Session Chair: Lars Landberg, Director, Group Leader, Renewables, Strategic Research and Innovation, DNV GL

Session Description

This session will explain various ways of enhancing turbine performance using data. We will get perspectives from many places around the globe, and illustrate findings with real wind-farm data from thousands of wind farms.

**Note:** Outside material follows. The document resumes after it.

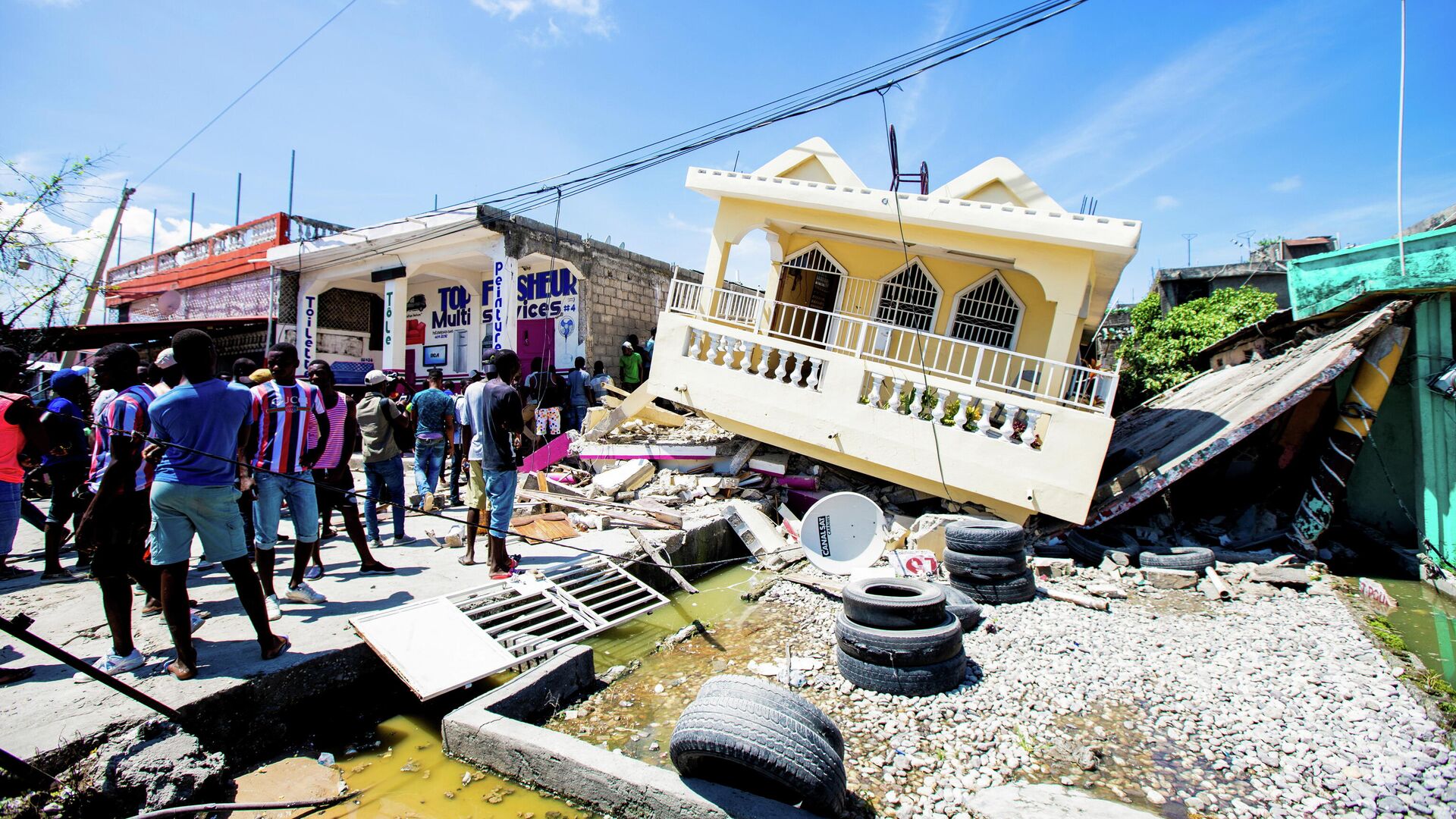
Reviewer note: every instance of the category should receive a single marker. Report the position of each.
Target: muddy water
(408, 776)
(1427, 623)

Methods for enhancing the performance will include root-cause analysis, ways of using yaw control, and data-based and data-derived systems.

Learning objectives
  • Understand what turbine performance is
  • Learn how data can be used to enhance turbine performance
  • See how real wind-farm-derived data can be used to enhance turbine performance

SESSION 3: Lowering operational costs

Session Chair: Mike Anderson, Former Chief Technical Officer, RES Ltd.

Session Description

The under- or over-performance of a wind farm can be attributed to many causes: wind speed, turbine performance, accessibility or a poor estimate of the operational loss adjustment factors. This session will review a number of methodologies using the review of historical operational data to improve the accuracy of the future energy yield of a project.  For offshore wind farms, accessibility is seen as a significant potential source of energy loss and, therefore, we will discuss strategies which attempt to mitigate this loss.

Learning objectives
  • Innovative techniques for understanding operational data.
  • An understanding of the German FGW TR10.
  • Novel vessel and access technologies for offshore wind farms.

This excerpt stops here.